Tal convicção reforçou-se ainda mais com sua visita ao matadouro, descrita por ele nas seguintes palavras:
(…) na longa sala, já impregnada com o cheiro de sangue, só havia dois açougueiros. Um soprava a perna de um carneiro morto e batia no estômago inchado com a mão; o outro, um rapaz de avental emplastado de sangue, fumava um cigarro torto. (…) Depois de mim entrou um homem, aparentemente um ex-soldado, trazendo um jovem carneiro de um ano, preto com uma marca branca no pescoço, de patas amarradas. Este animal ele o pôs sobre uma das mesas, como se numa cama. O soldado velho saudou os açougueiros, que evidentemente conhecia, e começou a perguntar quando o seu patrão lhes permitia ir embora. O camarada com o cigarro aproximou-se com o facão, afiou-o na borda da mesa e respondeu que estavam de folga nos feriados. O carneiro vivo estava ali deitado, tão silencioso quanto o morto e inflado, a não ser por sacudir nervosamente o rabo curto e os lados a se alçarem com mais rapidez que de costume. O soldado baixou gentilmente, sem esforço, a cabeça levantada; o açougueiro, sem parar de conversar, agarrou com a mão esquerda a cabeça do carneiro e cortou-lhe a garganta. O animal tremeu, e o rabinho endureceu e parou de abanar. O camarada, enquanto esperava o sangue correr, começou a reacender o seu cigarro, que se apagara. O sangue corria, e o carneiro começou a agonizar. A conversa continuou sem a mínima interrupção. Era horrivelmente revoltante.

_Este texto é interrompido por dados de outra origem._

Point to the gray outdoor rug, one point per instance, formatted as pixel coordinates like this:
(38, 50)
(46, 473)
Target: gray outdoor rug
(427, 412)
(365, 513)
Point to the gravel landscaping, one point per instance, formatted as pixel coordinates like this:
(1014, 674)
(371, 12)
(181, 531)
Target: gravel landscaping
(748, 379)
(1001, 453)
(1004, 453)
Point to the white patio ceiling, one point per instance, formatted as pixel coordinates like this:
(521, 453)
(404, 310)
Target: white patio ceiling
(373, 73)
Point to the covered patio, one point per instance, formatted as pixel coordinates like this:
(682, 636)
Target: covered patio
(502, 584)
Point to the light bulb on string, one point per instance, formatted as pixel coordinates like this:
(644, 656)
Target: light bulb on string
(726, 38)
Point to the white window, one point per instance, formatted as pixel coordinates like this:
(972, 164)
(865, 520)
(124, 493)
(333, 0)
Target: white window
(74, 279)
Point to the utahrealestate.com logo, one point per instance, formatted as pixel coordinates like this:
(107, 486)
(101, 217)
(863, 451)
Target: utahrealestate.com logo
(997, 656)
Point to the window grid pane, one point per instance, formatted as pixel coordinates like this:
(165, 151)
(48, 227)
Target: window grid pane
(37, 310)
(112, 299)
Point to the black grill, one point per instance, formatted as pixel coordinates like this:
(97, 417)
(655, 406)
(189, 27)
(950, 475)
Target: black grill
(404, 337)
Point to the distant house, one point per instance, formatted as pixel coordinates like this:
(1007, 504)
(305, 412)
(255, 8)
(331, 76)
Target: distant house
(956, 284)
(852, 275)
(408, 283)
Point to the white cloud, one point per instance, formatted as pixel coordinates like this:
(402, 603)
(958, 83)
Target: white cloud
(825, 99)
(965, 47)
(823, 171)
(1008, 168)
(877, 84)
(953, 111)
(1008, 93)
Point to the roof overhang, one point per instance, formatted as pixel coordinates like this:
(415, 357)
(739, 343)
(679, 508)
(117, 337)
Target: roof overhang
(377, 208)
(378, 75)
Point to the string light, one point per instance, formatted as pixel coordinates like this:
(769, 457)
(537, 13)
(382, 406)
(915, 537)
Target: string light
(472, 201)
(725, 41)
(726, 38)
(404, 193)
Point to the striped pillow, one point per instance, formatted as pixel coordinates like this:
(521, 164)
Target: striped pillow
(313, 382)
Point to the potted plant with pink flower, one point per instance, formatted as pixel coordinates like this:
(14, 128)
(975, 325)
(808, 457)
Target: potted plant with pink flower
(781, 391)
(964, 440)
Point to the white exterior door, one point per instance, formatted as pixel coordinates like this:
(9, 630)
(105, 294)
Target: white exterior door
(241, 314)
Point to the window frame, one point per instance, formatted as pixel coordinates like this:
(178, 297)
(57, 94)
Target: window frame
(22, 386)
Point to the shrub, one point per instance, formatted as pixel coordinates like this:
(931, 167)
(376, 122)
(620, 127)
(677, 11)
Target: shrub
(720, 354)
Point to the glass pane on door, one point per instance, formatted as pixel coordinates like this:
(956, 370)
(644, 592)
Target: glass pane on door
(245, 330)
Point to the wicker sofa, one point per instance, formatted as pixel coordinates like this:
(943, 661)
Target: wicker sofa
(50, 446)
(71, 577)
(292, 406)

Para nós, hoje, seria um alívio (ainda que um alívio questionável) descobrir que os matadouros de agora são menos “revoltantes” do que aquele que Tolstói descreve. A verdade é bem outra. A frieza com que os animais são mortos é exatamente a mesma. São diferentes apenas duas coisas: hoje, os animais são mortos em escala industrial, no que poderíamos de chamar de verdadeiras “linhas de desmontagem”, que contam com as mais bizarras tecnologias (esteiras com ganchos para suspender as vítimas, serras elétricas, tonéis de escalda etc.); além disso, os matadouros não param mais nos feriados – funcionam noite e dia, ininterruptamente, para atender a imensa e crescente demanda por carne. O que mudou, em suma, foram os números, muito mais grandiloquentes do que seria capaz de imaginar o mais megalomaníaco dos genocidas.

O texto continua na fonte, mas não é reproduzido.